The setbacks include the use of low quality seeds, land shortage, unpredictable rain patterns due to climate change and low adoption of recommended agricultural practices.
As a result, supply often does not meet local and international demand. Just last farming season, production fell by 0.004 percentage points to 264 372 kilogrammes (kg). It could slide further this year due to uneven rain patterns and devastating cyclones.
While soya yield globally is 4 000kg per hectare, studies show an average Malawian farmer harvests a mere 800 kg.
Another challenge is the lack of value addition.
Farmers do not have the appropriate technologies to protect their beans as compared to other cash crop chains such as tobacco and tea.
This affects pricing for local soya and opens a whole pricing conundrum for processed products that do not come cheap.
While most edible oil and feed manufacturers require soya for their factories, local farmers cannot store their harvest for a long time and opt for export markets in South Africa, Zimbabwe, Kenya, Turkey and India.
As most local soya goes offshore for value addition, local manufacturers are forced to import the vital ingredient.
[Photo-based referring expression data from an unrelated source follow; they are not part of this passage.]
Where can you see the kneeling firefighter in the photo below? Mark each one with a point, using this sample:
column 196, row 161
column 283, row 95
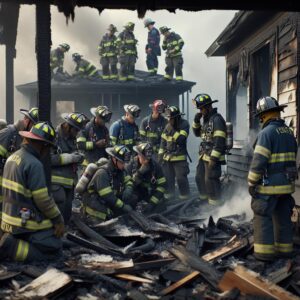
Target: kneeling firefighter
column 271, row 180
column 110, row 188
column 149, row 183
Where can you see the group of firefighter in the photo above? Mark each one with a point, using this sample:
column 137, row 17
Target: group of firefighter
column 122, row 49
column 130, row 166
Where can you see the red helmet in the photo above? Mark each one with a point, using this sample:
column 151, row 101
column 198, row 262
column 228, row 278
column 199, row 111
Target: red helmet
column 159, row 106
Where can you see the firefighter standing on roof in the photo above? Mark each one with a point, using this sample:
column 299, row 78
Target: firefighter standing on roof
column 212, row 149
column 173, row 153
column 271, row 180
column 172, row 44
column 94, row 137
column 31, row 221
column 64, row 161
column 152, row 47
column 127, row 52
column 125, row 131
column 153, row 125
column 108, row 53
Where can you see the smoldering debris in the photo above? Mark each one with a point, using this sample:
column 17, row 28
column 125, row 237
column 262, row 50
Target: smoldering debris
column 180, row 254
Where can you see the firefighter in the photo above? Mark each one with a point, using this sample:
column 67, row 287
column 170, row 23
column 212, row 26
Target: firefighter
column 212, row 132
column 110, row 188
column 271, row 181
column 108, row 53
column 84, row 68
column 172, row 44
column 173, row 153
column 31, row 222
column 64, row 161
column 127, row 52
column 57, row 57
column 125, row 131
column 10, row 141
column 152, row 47
column 152, row 126
column 148, row 179
column 94, row 137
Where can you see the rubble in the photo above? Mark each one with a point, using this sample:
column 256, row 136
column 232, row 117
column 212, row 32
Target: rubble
column 176, row 255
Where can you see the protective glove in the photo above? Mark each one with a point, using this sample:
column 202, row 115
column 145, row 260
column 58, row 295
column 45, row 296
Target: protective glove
column 59, row 229
column 197, row 117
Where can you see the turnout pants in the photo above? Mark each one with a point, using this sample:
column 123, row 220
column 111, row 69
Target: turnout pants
column 109, row 67
column 208, row 182
column 273, row 229
column 174, row 63
column 177, row 170
column 63, row 198
column 127, row 67
column 152, row 63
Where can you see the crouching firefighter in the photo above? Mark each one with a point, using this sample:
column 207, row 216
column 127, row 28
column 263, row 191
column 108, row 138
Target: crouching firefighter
column 64, row 161
column 31, row 221
column 271, row 180
column 212, row 149
column 149, row 183
column 173, row 153
column 110, row 188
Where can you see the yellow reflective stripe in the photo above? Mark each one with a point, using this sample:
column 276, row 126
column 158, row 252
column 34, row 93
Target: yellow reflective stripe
column 119, row 203
column 31, row 225
column 264, row 248
column 276, row 189
column 62, row 180
column 3, row 151
column 215, row 153
column 252, row 176
column 282, row 157
column 219, row 133
column 95, row 213
column 105, row 191
column 16, row 187
column 284, row 248
column 154, row 200
column 22, row 250
column 161, row 180
column 262, row 151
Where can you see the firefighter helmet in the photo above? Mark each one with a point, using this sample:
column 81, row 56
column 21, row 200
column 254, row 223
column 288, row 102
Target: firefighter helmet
column 145, row 149
column 32, row 114
column 159, row 106
column 148, row 22
column 75, row 119
column 65, row 46
column 173, row 112
column 164, row 29
column 102, row 111
column 266, row 104
column 120, row 152
column 42, row 131
column 133, row 110
column 202, row 100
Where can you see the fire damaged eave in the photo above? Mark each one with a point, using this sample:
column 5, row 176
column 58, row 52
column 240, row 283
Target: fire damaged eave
column 241, row 26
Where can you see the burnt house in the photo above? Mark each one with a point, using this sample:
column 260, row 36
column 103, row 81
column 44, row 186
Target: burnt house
column 262, row 58
column 80, row 94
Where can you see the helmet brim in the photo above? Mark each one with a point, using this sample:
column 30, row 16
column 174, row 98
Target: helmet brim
column 32, row 136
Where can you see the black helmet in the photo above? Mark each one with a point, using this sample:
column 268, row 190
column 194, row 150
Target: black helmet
column 32, row 114
column 74, row 119
column 202, row 100
column 173, row 112
column 101, row 111
column 268, row 103
column 145, row 149
column 42, row 131
column 120, row 152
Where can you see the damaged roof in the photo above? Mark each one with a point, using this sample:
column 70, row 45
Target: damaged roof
column 243, row 24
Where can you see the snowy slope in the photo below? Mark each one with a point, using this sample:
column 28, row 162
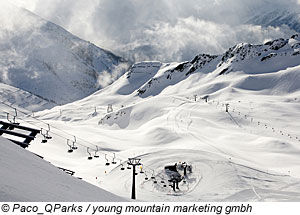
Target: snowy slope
column 26, row 177
column 277, row 18
column 250, row 153
column 24, row 100
column 42, row 58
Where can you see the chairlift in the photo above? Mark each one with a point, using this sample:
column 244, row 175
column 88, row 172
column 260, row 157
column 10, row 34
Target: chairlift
column 13, row 121
column 74, row 147
column 107, row 163
column 122, row 167
column 90, row 155
column 146, row 178
column 141, row 169
column 44, row 140
column 95, row 155
column 114, row 162
column 47, row 136
column 153, row 177
column 70, row 150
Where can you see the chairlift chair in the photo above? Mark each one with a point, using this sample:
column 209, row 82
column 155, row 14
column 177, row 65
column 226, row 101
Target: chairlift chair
column 107, row 163
column 95, row 155
column 146, row 178
column 47, row 133
column 153, row 177
column 70, row 150
column 122, row 167
column 114, row 162
column 90, row 155
column 74, row 147
column 141, row 169
column 44, row 140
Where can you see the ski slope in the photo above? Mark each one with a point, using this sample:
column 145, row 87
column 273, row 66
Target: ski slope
column 159, row 114
column 26, row 177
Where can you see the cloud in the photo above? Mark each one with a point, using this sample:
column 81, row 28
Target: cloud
column 162, row 29
column 106, row 78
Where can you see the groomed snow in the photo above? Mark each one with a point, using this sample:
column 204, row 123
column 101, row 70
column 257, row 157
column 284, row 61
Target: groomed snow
column 250, row 153
column 26, row 177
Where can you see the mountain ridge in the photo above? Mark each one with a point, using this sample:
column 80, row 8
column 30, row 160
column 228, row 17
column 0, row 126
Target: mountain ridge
column 37, row 55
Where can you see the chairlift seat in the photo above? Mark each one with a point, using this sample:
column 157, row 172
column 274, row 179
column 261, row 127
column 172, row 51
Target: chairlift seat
column 23, row 145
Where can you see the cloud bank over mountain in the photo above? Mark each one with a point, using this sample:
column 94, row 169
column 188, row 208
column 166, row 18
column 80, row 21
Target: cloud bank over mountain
column 165, row 30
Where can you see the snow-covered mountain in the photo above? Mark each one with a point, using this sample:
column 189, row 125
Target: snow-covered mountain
column 252, row 60
column 157, row 112
column 26, row 177
column 42, row 58
column 277, row 18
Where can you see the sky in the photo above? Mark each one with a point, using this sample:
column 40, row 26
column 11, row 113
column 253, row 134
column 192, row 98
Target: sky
column 163, row 30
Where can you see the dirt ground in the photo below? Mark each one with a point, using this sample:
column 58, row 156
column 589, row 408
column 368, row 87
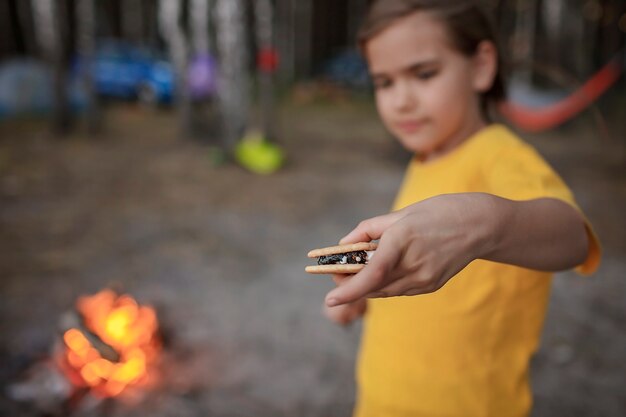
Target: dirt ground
column 220, row 252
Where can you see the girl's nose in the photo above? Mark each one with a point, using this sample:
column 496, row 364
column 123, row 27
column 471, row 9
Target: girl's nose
column 404, row 97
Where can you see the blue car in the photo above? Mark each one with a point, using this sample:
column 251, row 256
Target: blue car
column 123, row 70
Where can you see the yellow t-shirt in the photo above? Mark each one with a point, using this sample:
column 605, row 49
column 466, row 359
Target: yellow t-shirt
column 464, row 350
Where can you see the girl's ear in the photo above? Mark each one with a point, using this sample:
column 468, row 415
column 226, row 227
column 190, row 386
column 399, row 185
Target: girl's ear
column 485, row 66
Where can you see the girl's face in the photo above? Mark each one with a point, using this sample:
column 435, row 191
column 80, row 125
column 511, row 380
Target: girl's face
column 427, row 93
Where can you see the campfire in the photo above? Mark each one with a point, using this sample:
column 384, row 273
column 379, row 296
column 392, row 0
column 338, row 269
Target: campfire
column 113, row 344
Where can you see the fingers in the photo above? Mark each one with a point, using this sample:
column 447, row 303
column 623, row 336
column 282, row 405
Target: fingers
column 369, row 280
column 340, row 279
column 345, row 314
column 370, row 229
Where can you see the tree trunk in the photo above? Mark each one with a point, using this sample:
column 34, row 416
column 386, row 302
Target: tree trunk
column 199, row 14
column 264, row 18
column 233, row 89
column 50, row 15
column 169, row 19
column 85, row 10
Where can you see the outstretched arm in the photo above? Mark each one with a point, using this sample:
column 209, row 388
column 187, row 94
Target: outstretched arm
column 424, row 245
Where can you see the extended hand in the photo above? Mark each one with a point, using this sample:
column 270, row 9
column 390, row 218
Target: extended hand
column 421, row 247
column 424, row 245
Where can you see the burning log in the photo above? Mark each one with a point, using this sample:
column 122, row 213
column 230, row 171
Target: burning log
column 111, row 345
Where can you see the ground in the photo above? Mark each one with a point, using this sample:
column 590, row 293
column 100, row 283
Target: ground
column 220, row 252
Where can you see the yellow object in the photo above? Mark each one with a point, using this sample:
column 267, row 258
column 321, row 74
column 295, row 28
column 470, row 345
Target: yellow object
column 465, row 349
column 258, row 155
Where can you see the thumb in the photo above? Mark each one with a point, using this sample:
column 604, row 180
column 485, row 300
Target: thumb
column 370, row 229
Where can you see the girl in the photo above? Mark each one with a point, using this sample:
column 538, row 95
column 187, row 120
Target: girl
column 479, row 220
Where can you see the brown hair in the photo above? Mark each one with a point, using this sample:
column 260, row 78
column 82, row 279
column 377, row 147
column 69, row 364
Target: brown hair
column 467, row 24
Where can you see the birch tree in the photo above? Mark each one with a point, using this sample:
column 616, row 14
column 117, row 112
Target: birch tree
column 86, row 25
column 48, row 18
column 267, row 57
column 170, row 24
column 233, row 88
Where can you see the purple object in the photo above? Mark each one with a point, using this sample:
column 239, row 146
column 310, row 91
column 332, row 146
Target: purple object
column 202, row 76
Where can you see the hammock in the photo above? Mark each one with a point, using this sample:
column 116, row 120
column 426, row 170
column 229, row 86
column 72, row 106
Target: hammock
column 539, row 119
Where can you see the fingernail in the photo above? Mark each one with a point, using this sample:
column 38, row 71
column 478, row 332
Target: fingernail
column 378, row 295
column 332, row 302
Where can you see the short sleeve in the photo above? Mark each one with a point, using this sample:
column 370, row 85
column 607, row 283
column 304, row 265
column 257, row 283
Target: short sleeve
column 520, row 173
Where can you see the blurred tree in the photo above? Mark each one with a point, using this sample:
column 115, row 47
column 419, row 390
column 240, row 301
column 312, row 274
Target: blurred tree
column 267, row 62
column 170, row 23
column 199, row 14
column 233, row 89
column 86, row 45
column 133, row 21
column 50, row 18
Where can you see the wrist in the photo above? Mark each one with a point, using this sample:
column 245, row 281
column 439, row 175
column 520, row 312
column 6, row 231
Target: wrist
column 492, row 215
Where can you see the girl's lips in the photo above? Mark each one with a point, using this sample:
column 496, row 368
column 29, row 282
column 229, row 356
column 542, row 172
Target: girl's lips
column 411, row 126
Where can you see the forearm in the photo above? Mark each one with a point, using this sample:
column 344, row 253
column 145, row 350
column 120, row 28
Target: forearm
column 545, row 234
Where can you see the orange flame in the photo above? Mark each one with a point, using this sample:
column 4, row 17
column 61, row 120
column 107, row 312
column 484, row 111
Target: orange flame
column 128, row 328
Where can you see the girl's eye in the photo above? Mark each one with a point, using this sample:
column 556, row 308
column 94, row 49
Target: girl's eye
column 380, row 83
column 426, row 75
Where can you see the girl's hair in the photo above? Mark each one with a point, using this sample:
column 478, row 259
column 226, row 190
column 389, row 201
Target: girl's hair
column 466, row 22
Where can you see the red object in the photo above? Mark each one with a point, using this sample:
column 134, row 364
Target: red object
column 267, row 59
column 536, row 120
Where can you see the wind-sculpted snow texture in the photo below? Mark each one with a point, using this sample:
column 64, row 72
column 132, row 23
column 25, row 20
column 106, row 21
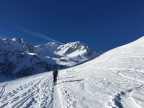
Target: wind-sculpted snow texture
column 113, row 80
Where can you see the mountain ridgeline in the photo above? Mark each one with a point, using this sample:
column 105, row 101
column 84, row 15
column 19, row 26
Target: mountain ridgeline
column 19, row 58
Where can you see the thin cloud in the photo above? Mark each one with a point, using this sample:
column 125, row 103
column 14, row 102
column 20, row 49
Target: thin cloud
column 39, row 35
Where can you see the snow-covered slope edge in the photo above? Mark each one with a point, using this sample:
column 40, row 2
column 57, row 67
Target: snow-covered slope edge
column 113, row 80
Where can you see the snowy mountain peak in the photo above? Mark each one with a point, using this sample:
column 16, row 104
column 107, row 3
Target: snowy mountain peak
column 67, row 54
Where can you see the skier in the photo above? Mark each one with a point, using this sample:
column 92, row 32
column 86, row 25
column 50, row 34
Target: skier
column 55, row 74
This exposes them to high import costs eventually passed to the consumer.
Today, the price of cooking oil, an average of K3 399.80 per litre or K17 000 per five-litre bottle, has risen beyond the reach of many Malawians. This has triggered a public outcry and an emotive debate.
This should not have been the case as the main ingredient, soya, is grown locally.
This year, the price for Malawi soya bean is estimated at $ 0.45 and $ 0.49 per kg, yet the landing cost for imported soya in 2019 was $1.41 per kg.
Internationally, this disparity could be prolonged by Russia’s invasion of Ukraine as it affects general terms of commodity trade.
Locally, it may be affected by disruptive cyclones and delayed rains which have likely reduced yields and bean quality. In some areas, delays in rainfall will prolong the harvest cycle.
This cocktail of issues will contribute to high prices of soya products, including cooking oil and other condiments.
Luckily, there are efforts to improve the legumes value chain, including price, warehousing and seed quality.
It is praiseworthy that agriculture development organisations are making strides to improve seed quality and substitution, agronomy and field technician services, processing and utilisation of raw soya as well as building the capacity of grower networks and increasing access to structured markets.
There are about 50 000 smallholder soya farmers in Malawi. Getting them structured and organised through cooperatives will be critical in attracting linkages to research and grower financing.
Apart from soya, a three-year project by Standard Bank plc and UN Women in the Central Region facilitated the value addition chain for groundnuts, another key ingredient in edible oil manufacturing. This partnership resulted in improved production and increased income for vulnerable women.
With a market value of $30 million, which is estimated to double, there is no doubt that.
Malawi’s soya bean industry is the next frontier in agriculture.
Given such potential, it will be critical to organise growers into proper structures to help them improve credit score and attract R&D partners.
As the soya bean industry grows, so will the need for better regulation to guide market structure, pricing, protect farmers interests and those of end users of processed products.